For all the satellites, there is a general increase in the area covered by pixels with temperatures above the mean pixel value, indicating that the reservoir is warming. The reservoir’s mean pixel values display rising temperatures and heat gain (orange). Hu [68] recommended that the sensor’s pixel size be at minimum four times more than the width of the surface slick being detected by the satellite. For the Mundan reservoir, which covers a total area of 1.13 km², a full resolution projected satellite picture of Sentinel-3 resampled at 300 m × 300 m SLSR pixel theoretically yields 13 pixels. Under such circumstances, the accuracy of the results at specific sampling points is likely to be impacted by the effects of neighboring and adjacent pixels and an increased number of mixed pixels. For instance, an error resulting from the patchiness of sporadic blooms in water polluted by algal blooms [68,69]. In contrast, Landsat-8 TIRS pixels can be resampled at a resolution of 30 m × 30 m, covering 1111 pixels for the same 1.13 km². Therefore, a sampling point is clearly discernable with minimum effects from its neighboring or adjacent pixels and has less mixed pixels overall.
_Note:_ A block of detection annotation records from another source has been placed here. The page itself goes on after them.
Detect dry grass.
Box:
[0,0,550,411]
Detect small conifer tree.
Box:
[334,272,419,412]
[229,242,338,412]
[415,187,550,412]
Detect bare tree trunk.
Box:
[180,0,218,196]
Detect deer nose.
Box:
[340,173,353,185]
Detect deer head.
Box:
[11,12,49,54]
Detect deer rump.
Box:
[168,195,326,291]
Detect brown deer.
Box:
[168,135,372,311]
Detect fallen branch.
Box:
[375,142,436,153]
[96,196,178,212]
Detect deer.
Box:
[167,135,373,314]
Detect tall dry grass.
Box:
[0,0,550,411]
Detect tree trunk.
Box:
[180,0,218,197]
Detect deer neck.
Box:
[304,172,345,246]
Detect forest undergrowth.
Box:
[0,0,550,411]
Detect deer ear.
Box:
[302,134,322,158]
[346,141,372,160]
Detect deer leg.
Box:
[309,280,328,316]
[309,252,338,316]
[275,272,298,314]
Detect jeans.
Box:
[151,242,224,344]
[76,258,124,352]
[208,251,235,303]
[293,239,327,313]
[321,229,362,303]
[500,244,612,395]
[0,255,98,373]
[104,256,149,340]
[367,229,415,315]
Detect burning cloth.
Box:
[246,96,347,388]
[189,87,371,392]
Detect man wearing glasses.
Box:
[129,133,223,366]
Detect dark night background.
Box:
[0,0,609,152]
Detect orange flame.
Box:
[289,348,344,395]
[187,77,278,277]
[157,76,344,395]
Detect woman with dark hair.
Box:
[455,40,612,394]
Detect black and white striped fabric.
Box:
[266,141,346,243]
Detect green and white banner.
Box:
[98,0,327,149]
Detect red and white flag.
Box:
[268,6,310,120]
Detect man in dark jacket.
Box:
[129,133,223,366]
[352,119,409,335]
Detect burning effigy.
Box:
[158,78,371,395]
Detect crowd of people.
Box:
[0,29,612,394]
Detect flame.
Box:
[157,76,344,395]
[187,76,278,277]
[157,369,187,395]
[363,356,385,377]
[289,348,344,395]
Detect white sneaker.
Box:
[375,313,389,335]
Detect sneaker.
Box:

These are some of the possible underlying reasons behind the superior performances by L8.

5. Conclusions

Our research described the retrieval of SWT over Mundan Water Reservoir based on Sentinel-3A/B SLSTR and Landsat-8 TIRS sensors. Observations of long term temperature trends in Mundan Reservoir is indicating that the reservoir is experiencing warming. This combined together with the spatio-temporary SWT variation maps in Section 4.5 shows that water bodies are a good indicator of how climate change is affecting the aquatic ecosystems. To be specific, Mundan Reservoir surface water is warming at a rate of 0.12 °C per year and the warming rate of the AAT surrounding the reservoir area is 0.15 °C per year. We were successful in developing ML and DL models that explain potential sources of uncertainty relating to the spatial, spectral, and temporal resolutions of satellite images as well as how ML/DL model type affects SWT mapping in Mundan water reservoir. All of the models performed satisfactorily when tested against in situ measurements, with the largest error being a RMSE of 5 °C or less (RMSE < 5 °C) that was encountered by the worst performing GPR. The following conclusions can be noted as follows:

(1)

The ANOVA result demonstrated that the ML/DL model used had a more significant impact on estimation accuracy than the type of satellite used. However, it demonstrates that both factors had a significant impact in improving SWT’s estimation accuracy;

(2)

To further support this, DL models applied to low resolution satellites performed significantly well;

(3)

The considered important evaluation metrics for estimation of SWT were R², RMSE, and bias-variance trade-off evaluators;

(4)

The maximum prediction accuracy was achieved by the ConvLSTM based on L8-TIRS data, with R² = 0.93, RMSE = 0.15 °C.

This study’s successful implementation of the ConvLSTM algorithm to enhance the estimate performance of SWT to get even higher precision with low resolution sensors, such as Sentinel-3’s SLSR, is a significant contribution. Additionally, applying a DL model has demonstrated its ability to manage model uncertainties.